Thinking logically, I knowing how easily my own view of others can be greatly influenced by my own attitude/mental state at the time of interaction, so that should be taken into account when I hear others describe me. Thinking of it that way, the only descriptions I can rely on to be fully true of me would have to come from somebody who knows me in every way and in every situation. The only one I know who knows me in this way is God, and according to Him, I am chosen by Him, alive in Him, free through Him, and I am His. 

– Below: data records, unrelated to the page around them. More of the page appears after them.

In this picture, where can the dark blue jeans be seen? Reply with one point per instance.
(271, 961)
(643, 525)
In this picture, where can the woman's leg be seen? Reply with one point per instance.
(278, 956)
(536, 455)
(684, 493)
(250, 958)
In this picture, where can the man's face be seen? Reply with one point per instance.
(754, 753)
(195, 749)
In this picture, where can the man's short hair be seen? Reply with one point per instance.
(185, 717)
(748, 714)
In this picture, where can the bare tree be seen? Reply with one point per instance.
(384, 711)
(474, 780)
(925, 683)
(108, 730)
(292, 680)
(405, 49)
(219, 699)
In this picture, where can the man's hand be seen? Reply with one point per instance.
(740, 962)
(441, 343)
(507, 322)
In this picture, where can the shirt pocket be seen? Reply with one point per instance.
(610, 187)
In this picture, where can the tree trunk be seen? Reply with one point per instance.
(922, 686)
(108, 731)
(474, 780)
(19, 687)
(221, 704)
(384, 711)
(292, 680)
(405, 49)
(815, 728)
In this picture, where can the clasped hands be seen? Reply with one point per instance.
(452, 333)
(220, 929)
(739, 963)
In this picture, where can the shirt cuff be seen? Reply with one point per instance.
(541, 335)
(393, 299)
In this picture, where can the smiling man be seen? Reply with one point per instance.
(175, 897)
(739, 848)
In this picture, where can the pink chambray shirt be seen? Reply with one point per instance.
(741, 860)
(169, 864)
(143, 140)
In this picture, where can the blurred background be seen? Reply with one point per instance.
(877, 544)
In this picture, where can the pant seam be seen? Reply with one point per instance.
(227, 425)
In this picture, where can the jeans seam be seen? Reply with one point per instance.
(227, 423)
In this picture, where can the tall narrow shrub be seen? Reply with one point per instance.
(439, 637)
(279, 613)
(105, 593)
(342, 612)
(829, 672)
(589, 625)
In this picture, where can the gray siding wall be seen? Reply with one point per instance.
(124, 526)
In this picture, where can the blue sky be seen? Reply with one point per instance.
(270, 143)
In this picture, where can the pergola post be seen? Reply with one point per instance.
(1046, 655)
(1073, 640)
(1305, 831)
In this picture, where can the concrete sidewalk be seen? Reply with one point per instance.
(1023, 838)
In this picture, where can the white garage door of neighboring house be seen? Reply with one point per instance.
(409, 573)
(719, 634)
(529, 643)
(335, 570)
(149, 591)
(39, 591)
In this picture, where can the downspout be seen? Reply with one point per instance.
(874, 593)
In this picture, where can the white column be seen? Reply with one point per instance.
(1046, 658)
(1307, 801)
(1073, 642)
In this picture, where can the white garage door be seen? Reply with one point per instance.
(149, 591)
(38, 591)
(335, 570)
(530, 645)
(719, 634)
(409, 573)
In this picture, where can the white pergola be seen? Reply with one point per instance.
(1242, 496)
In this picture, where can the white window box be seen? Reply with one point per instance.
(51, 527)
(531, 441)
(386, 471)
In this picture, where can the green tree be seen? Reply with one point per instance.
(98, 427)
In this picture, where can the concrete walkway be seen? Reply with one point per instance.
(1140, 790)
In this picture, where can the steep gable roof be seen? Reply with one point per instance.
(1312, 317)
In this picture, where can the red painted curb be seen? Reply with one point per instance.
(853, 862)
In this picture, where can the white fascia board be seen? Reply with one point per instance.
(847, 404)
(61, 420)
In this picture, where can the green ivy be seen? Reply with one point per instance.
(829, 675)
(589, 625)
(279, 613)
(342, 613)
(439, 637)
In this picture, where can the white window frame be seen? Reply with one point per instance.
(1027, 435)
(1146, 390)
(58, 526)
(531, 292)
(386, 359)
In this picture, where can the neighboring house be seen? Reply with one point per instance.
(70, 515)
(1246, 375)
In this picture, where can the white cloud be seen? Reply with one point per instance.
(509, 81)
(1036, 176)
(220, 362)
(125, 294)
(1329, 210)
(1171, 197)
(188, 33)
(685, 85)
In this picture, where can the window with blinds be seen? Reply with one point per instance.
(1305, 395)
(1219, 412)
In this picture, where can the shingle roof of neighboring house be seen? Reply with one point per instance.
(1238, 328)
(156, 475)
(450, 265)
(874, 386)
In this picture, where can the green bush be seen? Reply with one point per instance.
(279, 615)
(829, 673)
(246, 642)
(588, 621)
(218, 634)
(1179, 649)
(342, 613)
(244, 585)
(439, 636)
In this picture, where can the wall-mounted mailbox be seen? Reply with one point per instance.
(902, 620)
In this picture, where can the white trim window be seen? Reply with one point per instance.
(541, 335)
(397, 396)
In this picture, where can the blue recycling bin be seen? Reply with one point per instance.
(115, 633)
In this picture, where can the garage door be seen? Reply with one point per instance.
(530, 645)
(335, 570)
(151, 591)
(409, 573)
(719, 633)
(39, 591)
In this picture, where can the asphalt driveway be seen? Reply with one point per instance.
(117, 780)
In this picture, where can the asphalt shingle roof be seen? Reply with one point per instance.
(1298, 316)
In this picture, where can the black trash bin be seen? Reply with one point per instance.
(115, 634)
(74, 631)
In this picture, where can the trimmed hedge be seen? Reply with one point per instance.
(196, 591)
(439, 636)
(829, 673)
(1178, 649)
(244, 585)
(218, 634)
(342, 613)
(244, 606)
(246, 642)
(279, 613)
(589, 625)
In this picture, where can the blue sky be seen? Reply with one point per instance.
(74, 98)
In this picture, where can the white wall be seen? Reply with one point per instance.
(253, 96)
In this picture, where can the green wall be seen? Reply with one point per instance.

Now....getting back to what I was going to share when I first wrote the title of this blog. Yesterday I was described in a way I had never imagined would happen. Ever. One of the ladies from the clinic invited her Mexican boyfriend to visit her at work (and to bring us all supper), and throughout the course of the evening I noticed that, though his first language was obviously not English, he would speak to everyone in English, but when he was talking to me he'd switch to Spanish. Finally, out of curiosity, the question came up as to why he was doing that, and he turns to me with a look of confusion, which was soon met with a look of astonishment when he asked, "You're not Mexicana?" 

Friday, July 5, 2013

Power!

Guess what! I've got no power. Seriously. The power got shut off at my place in the middle of this week due to a roommate moving out, and with the 4th of July and the back-up of being the beginning of the month, I won't be able to get it back on till Monday. What a downer...

Just kidding! I have to say that I am quite enjoying it! It has been exciting to see how it changes the way life runs. I can no longer stay up late reading or studying. I get out more because I can only buy so much without having a refrigerator. I'm not distracted as much by being entertained. I've had excuse to totally clean out my fridge. I've had reason to write some more snail mail. I've had excuse to hit the hay earlier. I could definitely get used to this (especially when I live close to so many places where I can go to have air conditioning or internet...).